Yassmin Abdel-Magied’s Listen Layla absolutely grabbed me with it’s combination of deep questioning and heart on its sleeve social conscience.
Yassmin Abdel-Magied is a Sudanese-Australian writer, broadcaster and social advocate. She trained as a mechanical engineer and worked on oil and gas rigs around Australia for years before becoming a writer and broadcaster. She has published a memoir, Yassmin's Story, as well as a book for younger readers, You Must Be Layla.
Layla Hussein is a precocious inventor. At just fourteen Layla has helped steer her school team to the international Grand Designs Tourismo being held in Germany.
With the holidays ahead and invention of her mind, LAyla is blindsided when her Grandmother falls ill and her whole family must quickly pack and travel to Sudan to be with their family.
Layla can’t support the team from halfway around the world, but can she really just give up her dreams to nurse her sick Grandma?
I think it’s a truism that adolescence is a time of questioning. I’m pretty sure I’m still working through some of the big questions that first occurred to me as a teenager. And that’s what makes LIsten Layla so engaging.
In Layla, Yassmin Abdel Magied, opens up the door to questions of personal and social identity, belonging and responsibility. These are questions that we don’t always do well discussing as a nation, with our beer soaked jingoism more often than not getting in the way of true openness and debate.
Through Layla we are exposed to the destabilising notion that identity is not some label you wear but an ongoing discourse between aspects of yourself.
At home in Brisbane Layla has her friends and her inventing which is opening up her world. Yet she also must deal with her difference; as she catches the bus, or just attends a school meeting she is reminded that others see her differently to the Australia they want to believe in.
Arriving in Sudan Layla finds she is not quite Sudanese enough for people either; her Arabic is accented and her passionate attitude is destined to see her get into trouble as she discovers Khartoum is not Brisbane.
Listen, Layla is set against the Sudanese uprising of 2018/19 that saw pro-democracy protesters overthrow the repressive military government through non-violent civil disobedience. Abdel-Magied uses this historical backdrop to great effect highlighting the intergenerational attitudes and underscoring the power of youth.
Within this space Layla is forced to confront her reality and consider the wider world she lives in. It’s powerful to consider the challenges to identity and questions of responsibility that Abdel-Magied sets out.

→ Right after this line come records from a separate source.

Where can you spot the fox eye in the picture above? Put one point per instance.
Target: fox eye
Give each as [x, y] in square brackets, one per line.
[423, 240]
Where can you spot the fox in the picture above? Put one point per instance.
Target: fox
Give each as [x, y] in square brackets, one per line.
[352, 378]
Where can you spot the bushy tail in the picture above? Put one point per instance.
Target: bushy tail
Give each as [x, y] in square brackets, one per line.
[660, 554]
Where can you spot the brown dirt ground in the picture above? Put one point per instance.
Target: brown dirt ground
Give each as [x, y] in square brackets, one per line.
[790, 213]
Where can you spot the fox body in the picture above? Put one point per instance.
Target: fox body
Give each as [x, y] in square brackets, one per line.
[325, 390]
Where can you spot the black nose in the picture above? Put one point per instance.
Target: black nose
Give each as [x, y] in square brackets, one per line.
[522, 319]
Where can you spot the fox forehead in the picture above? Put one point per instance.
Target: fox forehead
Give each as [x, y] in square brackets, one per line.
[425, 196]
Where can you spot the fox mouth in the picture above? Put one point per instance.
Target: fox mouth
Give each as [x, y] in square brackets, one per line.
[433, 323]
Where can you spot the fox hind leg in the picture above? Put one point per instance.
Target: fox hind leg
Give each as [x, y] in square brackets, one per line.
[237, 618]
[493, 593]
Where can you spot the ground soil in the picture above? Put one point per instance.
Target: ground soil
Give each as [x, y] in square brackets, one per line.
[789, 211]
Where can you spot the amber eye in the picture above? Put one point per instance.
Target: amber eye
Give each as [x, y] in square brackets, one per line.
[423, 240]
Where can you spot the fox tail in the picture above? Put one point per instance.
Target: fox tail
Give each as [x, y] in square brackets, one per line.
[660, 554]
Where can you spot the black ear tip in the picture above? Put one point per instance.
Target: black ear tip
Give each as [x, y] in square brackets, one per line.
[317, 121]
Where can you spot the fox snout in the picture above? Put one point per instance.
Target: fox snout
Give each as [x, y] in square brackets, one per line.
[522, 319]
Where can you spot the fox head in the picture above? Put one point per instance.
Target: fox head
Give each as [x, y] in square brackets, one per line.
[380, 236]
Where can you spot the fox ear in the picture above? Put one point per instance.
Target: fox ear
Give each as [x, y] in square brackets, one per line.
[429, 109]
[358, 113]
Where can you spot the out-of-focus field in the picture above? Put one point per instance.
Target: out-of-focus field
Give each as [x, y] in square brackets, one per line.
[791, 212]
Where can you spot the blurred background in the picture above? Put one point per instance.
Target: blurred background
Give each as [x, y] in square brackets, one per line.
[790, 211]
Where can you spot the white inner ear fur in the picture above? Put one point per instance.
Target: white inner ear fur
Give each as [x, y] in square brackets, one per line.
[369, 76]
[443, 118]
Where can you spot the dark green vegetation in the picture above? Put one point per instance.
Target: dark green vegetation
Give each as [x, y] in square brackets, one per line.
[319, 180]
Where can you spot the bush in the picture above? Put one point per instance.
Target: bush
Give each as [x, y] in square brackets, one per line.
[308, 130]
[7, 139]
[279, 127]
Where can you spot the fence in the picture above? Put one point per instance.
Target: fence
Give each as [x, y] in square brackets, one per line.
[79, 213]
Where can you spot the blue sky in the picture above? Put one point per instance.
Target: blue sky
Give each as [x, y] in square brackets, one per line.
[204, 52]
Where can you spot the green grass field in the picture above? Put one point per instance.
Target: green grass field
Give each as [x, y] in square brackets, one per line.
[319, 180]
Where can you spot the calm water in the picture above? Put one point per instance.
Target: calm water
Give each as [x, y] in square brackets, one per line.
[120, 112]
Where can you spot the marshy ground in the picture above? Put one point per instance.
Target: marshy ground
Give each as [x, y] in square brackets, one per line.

With almost half of Australian’s either born overseas or with a parent who was born overseas our national identity cannot simply be summed up by lamingtons and vegemite sandwiches. As Layla confronts her commitment to the Sudanese revolution she in turn questions what is her responsibility to first nations people when she returns to Brisbane.
These aren’t questions that are limited to adolescence and Listen Layla is a timely reminder that in the face of injustice there is always work to be done.
Listen, Layla is technically YA but as I always end up saying; this is a book for everyone, full of ideas and questions that we can all benefit from considering.